Data Quality and Monitoring in Clinical Trials: Reducing Errors and Ensuring Compliance
Rich Wzorek, Director | New Products & Services | Almac Clinical Technologies
Mark Dickinson, Technical Manager| New Products & Services | Almac Clinical Technologies
Capturing usable source data is one of the most critical aspects of a clinical trial. With the global reach of many clinical trials, clinical sites can face unique challenges in ensuring the data is accurate, consistent, and fit for its intended use. Leveraging the right technology helps site users capture, validate, and aggregate trial data more effectively, offering clear advantages over manual processes.
This article illustrates how tailored reporting solutions address the unique requirements of different data sets, ensuring both regulatory compliance and operational efficiency.
Technology’s Role
Given the sheer volume of transactions that create meaningful data throughout a clinical trial’s duration, manually validating, analysing, and aggregating this data would require large-scale execution of manual procedures. Ensuring compliance with these high-risk manual processes requires documented training and ongoing monitoring.
By entering transactions into validated systems that not only integrate but also interact with each other, the need for widespread manual processes is significantly reduced. Manual processes have their place but should be the exception, not the norm.
The data required for a clinical trial is very often just a small subset of what the site requires to provide the participant with the standard of care they deserve. This often has site users frequently switching between multiple systems, many of which are often not connected and require a certain level of manual transcription between systems. This can lead to data quality issues at worst, and a high volume of queries and discrepancies at best.
For example, if a site user transcribes lab values incorrectly, it could lead to erroneous dosing calculations and potentially even provide the incorrect dosage to a patient. In contrast, using technology to copy lab values from one system to another greatly reduces the likelihood of human error.
Data Ownership
Given the need for multiple systems and different types of data, it is important to analyse not only the data itself but also how other systems utilise the information. Take, for example, a subject being screened at a site. In isolation, it’s a seemingly straightforward activity to record, but this single event can have a myriad of downstream impacts across the clinical trial. Here are some considerations:
- Who is responsible for data stewardship to ensure that the data is attributable, timely, and accurate?

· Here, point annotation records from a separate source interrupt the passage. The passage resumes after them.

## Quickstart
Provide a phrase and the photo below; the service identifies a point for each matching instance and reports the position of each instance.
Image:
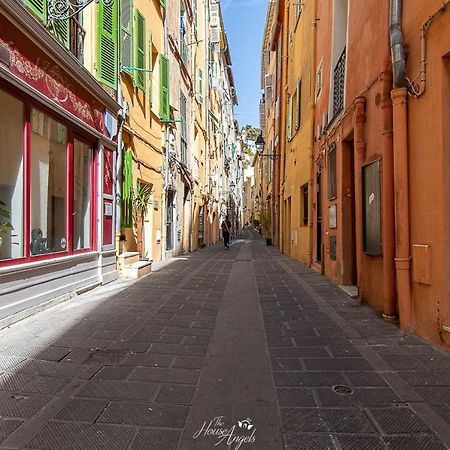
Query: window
(127, 36)
(183, 117)
(139, 51)
(332, 189)
(200, 85)
(319, 80)
(298, 105)
(48, 166)
(304, 192)
(289, 119)
(164, 104)
(12, 116)
(82, 164)
(184, 52)
(107, 45)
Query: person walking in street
(226, 226)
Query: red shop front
(57, 177)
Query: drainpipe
(360, 147)
(119, 169)
(165, 185)
(388, 211)
(423, 50)
(401, 177)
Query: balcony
(338, 84)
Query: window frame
(73, 131)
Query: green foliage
(141, 198)
(5, 224)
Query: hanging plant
(141, 198)
(5, 224)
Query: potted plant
(5, 224)
(141, 198)
(266, 223)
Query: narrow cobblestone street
(214, 338)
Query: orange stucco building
(380, 161)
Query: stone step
(137, 269)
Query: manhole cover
(343, 390)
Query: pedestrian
(226, 225)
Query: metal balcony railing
(338, 84)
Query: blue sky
(244, 23)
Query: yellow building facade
(288, 78)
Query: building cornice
(17, 14)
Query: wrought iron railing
(338, 84)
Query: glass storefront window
(48, 167)
(12, 113)
(82, 158)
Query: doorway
(169, 220)
(349, 276)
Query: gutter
(400, 168)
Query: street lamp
(259, 144)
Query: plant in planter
(141, 198)
(5, 224)
(266, 224)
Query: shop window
(371, 208)
(82, 163)
(48, 167)
(12, 113)
(332, 191)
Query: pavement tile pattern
(243, 333)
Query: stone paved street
(215, 338)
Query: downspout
(417, 92)
(119, 172)
(312, 143)
(388, 210)
(399, 96)
(165, 186)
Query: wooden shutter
(289, 119)
(139, 51)
(39, 8)
(164, 104)
(127, 34)
(298, 113)
(107, 48)
(61, 30)
(150, 66)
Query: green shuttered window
(127, 34)
(38, 7)
(107, 43)
(139, 51)
(164, 109)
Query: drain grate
(342, 389)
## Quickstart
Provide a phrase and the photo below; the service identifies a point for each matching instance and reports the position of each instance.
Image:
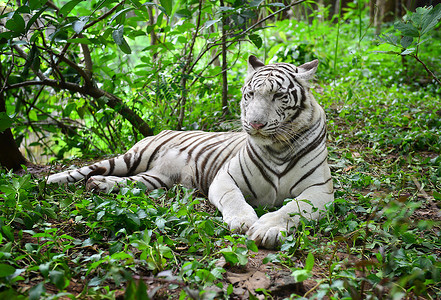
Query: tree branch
(111, 100)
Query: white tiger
(280, 154)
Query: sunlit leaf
(16, 24)
(6, 270)
(407, 29)
(5, 121)
(256, 39)
(431, 19)
(167, 5)
(66, 9)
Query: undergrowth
(379, 239)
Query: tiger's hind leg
(151, 179)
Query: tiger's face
(276, 100)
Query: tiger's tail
(114, 166)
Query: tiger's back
(191, 158)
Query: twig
(426, 68)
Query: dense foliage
(380, 237)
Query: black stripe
(158, 147)
(245, 177)
(307, 174)
(261, 169)
(112, 165)
(307, 149)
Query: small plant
(414, 30)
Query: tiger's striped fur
(280, 154)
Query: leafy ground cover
(379, 239)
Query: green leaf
(256, 39)
(406, 41)
(251, 245)
(44, 269)
(35, 17)
(16, 24)
(6, 270)
(408, 51)
(66, 9)
(79, 24)
(407, 29)
(36, 291)
(7, 230)
(255, 3)
(5, 121)
(123, 11)
(167, 5)
(118, 37)
(389, 38)
(301, 275)
(35, 4)
(431, 19)
(141, 291)
(57, 278)
(309, 264)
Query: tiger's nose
(257, 125)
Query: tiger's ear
(307, 70)
(254, 64)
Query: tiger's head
(276, 100)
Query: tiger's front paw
(267, 231)
(240, 223)
(103, 184)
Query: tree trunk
(10, 156)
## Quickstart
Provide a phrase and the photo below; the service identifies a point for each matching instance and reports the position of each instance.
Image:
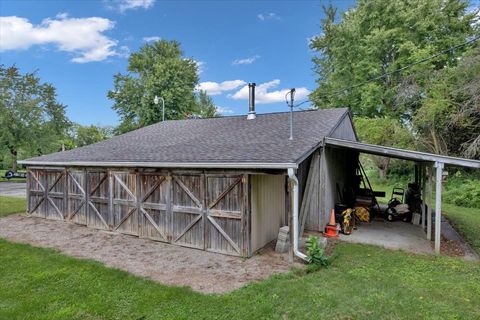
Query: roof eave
(203, 165)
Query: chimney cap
(251, 101)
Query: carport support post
(438, 204)
(424, 193)
(429, 202)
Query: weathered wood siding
(337, 171)
(199, 209)
(268, 208)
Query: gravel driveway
(168, 264)
(13, 189)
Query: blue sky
(79, 45)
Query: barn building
(223, 184)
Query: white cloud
(151, 39)
(246, 60)
(124, 5)
(82, 37)
(264, 96)
(215, 88)
(224, 110)
(268, 16)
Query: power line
(399, 69)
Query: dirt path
(168, 264)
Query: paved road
(13, 189)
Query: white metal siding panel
(268, 208)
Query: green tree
(448, 122)
(158, 69)
(386, 132)
(378, 37)
(80, 136)
(32, 122)
(205, 107)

- Which system “owns” that screening data and can be considered the “source of truth”?
- How and where in the workflow will the data be validated?
- How should that newly screened subject reflect in dashboards, reports, and webpages used by site users?
- Which other systems care about the subject being screened?
The answers to these questions can help guide how data should be stored and how other systems can expect to receive that data.
When designing a system, proper data validation requirements are essential for maintaining consistency and quality. These validations also enable sites to conduct more effective analysis of datasets which can encompass multiple trials or even entire clinical trial portfolios. Furthermore, restricting non-source systems from modifying source data helps maintain data integrity and simplifies the process of reconciling data during key milestones such as interim analysis and database lock.
Reporting
To achieve optimal outcomes, it’s crucial to design solutions that address specific reporting needs. Purpose-built tools streamline workflows and deliver precise answers, minimising manual intervention and reducing errors. Conversely, generic solutions often demand more manual effort and additional validation steps, increasing the risk of mistakes and inefficiencies.
Reporting on a trial’s data illustrates this principle in practice. Clinical sites often rely on exports or visualisations that pull information from multiple systems and combining that data accurately is essential to producing reports that satisfy both regulatory requirements and site‑level needs. When reporting tools are designed specifically for these nuanced use cases, they can apply the right logic for each dataset and reduce the need for manual reconciliation. In contrast, presenting all data in a uniform, generalised format may appear simpler at first glance but often leads to more exceptions, more back‑and‑forth validation, and a greater burden on site users to resolve inconsistencies.
Best Practices for Data Utilisation in Clinical Trials
| Intended use of report | Sample dataset size | Utilisation of data |
| Upcoming patient visits | 1000 rows | Viewable/actionable on web app |
| Current depot inventory | 100000 rows | Exportable to Excel for further analysis |
| Quarterly audit trail of all site-related events | 1M+ rows | Full-scale data transfer |
As shown above, the intended use, dataset size, and other problem-specific requirements can vary significantly across different types of site-level information. For instance, the count of quarterly events in an audit trail export is distinctly larger than an export of upcoming patient visits. A system not explicitly designed to handle the unique needs of each dataset could very easily result in an improperly sized and inefficient generalised solution. Purpose-built reporting tools tailored to each scenario will be more effective in delivering the desired business outcomes.
Conclusion
In summary, effective use of technology can have very tangible benefits in the all-important goal of capturing accurate and usable data during the lifespan of a clinical trial. Strong data ownership, stewardship, and validation practices are essential to maintaining data quality, and right-sizing solutions to process well-defined categories of information ensure that the data remains fit for its intended purposes, supporting both regulatory compliance and operational efficiency.